Azerbaijan Sabotages the Right of Return
Ever since the 44-day war in late 2020 and Azerbaijan’s lightning offensive in September 2023 that brought Nagorno-Karabakh back under Baku’s control, virtually the entire Armenian population of the region has fled. International law and the November 2020 ceasefire statement envisioned that displaced residents would eventually return to their homes under international supervision. In practice, that right exists only on paper. Azerbaijan’s President Ilham Aliyev has shown little intention of genuinely welcoming back the Armenians who fled en masse. Baku insists that any Armenians can return only as Azerbaijani citizens under Azerbaijan’s sovereignty – with no international protections or special status. The only “guarantees” offered are Azerbaijan’s domestic laws, as Aliyev has repeatedly stated that Armenians remaining in Karabakh would have their “security… provided in line with the Azerbaijani constitution”. But after the nine-month blockade of the region (Dec 2022 – Sept 2023) and a military assault that forced an exodus, such promises ring hollow. As Human Rights Watch noted, Azerbaijani authorities claim “everyone’s rights will be protected in Nagorno-Karabakh, yet such assertions are difficult to accept at face value” given the months of severe hardship and decades of conflict-fueled distrust. Simply put, without concrete guarantees, the displaced Armenians do not trust that they would be safe or free from persecution under Azerbaijani rule.
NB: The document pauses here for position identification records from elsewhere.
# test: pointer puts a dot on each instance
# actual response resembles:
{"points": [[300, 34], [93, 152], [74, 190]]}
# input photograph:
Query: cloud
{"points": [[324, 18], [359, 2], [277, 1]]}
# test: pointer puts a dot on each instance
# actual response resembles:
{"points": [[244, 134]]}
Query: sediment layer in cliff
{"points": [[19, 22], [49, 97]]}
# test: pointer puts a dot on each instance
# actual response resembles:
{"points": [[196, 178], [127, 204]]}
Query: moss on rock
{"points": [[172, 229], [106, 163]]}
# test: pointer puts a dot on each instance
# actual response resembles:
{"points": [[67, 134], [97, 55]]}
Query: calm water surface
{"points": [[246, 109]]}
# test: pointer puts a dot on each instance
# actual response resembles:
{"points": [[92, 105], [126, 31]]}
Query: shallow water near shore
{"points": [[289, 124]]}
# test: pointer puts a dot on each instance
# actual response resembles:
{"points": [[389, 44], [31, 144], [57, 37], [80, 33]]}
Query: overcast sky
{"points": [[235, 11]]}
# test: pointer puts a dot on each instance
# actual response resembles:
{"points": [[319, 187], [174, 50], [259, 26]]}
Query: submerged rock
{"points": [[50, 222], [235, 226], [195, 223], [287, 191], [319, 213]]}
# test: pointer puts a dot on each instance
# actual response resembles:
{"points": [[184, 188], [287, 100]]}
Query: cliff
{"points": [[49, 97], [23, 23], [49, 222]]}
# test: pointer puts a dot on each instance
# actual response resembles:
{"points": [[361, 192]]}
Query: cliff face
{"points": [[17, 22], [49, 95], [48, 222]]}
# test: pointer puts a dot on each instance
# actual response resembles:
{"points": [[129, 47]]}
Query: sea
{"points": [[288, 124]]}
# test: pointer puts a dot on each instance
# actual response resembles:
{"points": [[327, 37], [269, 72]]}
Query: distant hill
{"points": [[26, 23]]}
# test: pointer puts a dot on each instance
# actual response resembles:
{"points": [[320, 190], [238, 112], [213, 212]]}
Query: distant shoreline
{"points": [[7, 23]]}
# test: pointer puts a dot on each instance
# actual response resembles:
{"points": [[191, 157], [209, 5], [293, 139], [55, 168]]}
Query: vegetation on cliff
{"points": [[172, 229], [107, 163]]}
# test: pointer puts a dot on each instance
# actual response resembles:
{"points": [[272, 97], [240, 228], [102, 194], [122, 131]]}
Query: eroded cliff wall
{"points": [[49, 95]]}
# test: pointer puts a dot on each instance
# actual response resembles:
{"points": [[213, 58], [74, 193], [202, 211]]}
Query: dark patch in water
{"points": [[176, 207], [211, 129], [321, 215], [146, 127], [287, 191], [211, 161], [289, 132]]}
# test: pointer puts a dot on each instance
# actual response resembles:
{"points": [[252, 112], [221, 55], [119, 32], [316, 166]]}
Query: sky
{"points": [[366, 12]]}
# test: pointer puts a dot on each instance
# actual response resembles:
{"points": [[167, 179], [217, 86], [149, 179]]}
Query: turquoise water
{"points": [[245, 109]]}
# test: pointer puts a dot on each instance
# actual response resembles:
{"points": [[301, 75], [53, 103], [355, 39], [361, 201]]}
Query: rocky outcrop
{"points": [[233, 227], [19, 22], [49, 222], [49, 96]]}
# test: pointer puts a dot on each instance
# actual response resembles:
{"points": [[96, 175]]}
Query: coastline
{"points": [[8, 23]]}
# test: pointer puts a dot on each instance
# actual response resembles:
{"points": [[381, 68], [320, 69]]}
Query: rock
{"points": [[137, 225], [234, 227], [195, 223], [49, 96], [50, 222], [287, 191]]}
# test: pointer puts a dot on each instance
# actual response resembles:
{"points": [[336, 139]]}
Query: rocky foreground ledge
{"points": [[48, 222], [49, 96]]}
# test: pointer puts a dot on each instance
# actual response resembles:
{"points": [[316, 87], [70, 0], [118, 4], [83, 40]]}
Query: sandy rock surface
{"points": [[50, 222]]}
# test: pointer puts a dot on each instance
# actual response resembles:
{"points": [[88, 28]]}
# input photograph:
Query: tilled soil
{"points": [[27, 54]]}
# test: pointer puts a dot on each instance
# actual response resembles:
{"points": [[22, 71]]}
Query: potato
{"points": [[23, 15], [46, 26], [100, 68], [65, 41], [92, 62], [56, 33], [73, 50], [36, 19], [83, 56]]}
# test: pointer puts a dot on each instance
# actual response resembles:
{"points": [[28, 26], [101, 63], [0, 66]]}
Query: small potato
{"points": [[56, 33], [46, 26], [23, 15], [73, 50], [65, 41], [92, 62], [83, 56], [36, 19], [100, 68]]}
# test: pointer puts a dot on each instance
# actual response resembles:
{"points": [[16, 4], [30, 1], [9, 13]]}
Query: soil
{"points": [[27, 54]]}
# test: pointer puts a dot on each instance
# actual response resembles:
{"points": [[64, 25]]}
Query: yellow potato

Instead of facilitating returns, Azerbaijan has taken steps that make return virtually impossible. No independent international monitoring mission has been allowed into Karabakh to oversee conditions or protect Armenian civilians. Human Rights Watch has urged that a sustained international presence is “essential for the right to return to be meaningful, not theoretical,” and that Azerbaijan’s partners “should send an unambiguous message” rejecting mere “hollow rhetoric and half measures” on this issue. Thus far, such calls have gone unheeded by Baku. Azerbaijani officials have even tried to recast the narrative of the exodus: in an official statement, Baku described the Armenians as having “voluntarily migrated from the Karabakh region” – an absurd characterization given that this population fled a “punishing blockade in 2022-2023, and the ethnic cleansing operation that took place last September”. This rhetoric suggests Azerbaijan is intent on erasing any acknowledgment that these people were forcibly displaced. President Aliyev himself ridiculed European concerns over the exodus, quibbling over numbers (he accused the EU’s Josep Borrell of “lying” that 150,000 Armenians left, claiming the number was lower) while dismissing Armenians of Karabakh as “separatists” not worthy of sympathy. Such attitudes hardly signal a good-faith effort to enable refugees to go home.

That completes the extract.